With Class of 2024 results coming in for the early admissions round at top colleges and universities around the country, here is what we've learned thus far.
UPS AND DOWNS
Unlike past years that saw big gains in everyone's early numbers, this year was more of a mixed bag. Brown saw its number of Early Decision applicants grow by 8 percent, on top of a 21 percent increase in ED last year. Cornell saw its pool grow by 7.4 percent, and a news release from the university notes that the number of ED applicants has grown by 90 percent over the last decade.
Harvard saw its pool decrease by nearly 8 percent from last year's 6,958 early applicants. The last time Harvard had a decrease was in the fall of 2013. Duke's ED pool decreased by 552 students (11.4 percent) from last year. Dartmouth's ED pool decreased by 16 percent to 2,069. Penn saw its ED applicant pool drop by 9 percent from the record level reached last fall.

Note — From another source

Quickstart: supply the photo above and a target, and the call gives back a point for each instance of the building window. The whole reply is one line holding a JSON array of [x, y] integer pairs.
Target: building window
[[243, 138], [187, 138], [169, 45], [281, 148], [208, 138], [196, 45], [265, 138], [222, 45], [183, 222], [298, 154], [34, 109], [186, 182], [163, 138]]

Admissions deans cite natural disasters, school shootings, global economic uncertainty, teacher strikes and demographic trends as possible explanations for declining early pools. It could also be that savvy students are being more strategic in how they use their early option, aiming for a surer bet rather than going for a long shot.
WHAT WE KNOW SO FAR
Diversity of background continues to be a key priority in the selection process. Schools are working to build more diversity into their applicant pools through targeted outreach and partnerships with organizations such as Questbridge. Several schools mentioned that greater numbers of low-income and first-generation students among those offered admission.
Cornell and Penn are schools that went big for legacy admits, with 22 percent and 24 percent of the ED admits, respectively, being the children of alumni.
Many schools with binding early decision programs will admit 45 percent or more of their incoming class through the early process. Doing so ensures that they can lock in a solid foundation for their incoming class and reduce yield volatility.
Based on publicly reported data, the toughest early admission pool this year belonged to MIT, where 9,291 students applied for early admission and 687 (7 percent) were offered admission.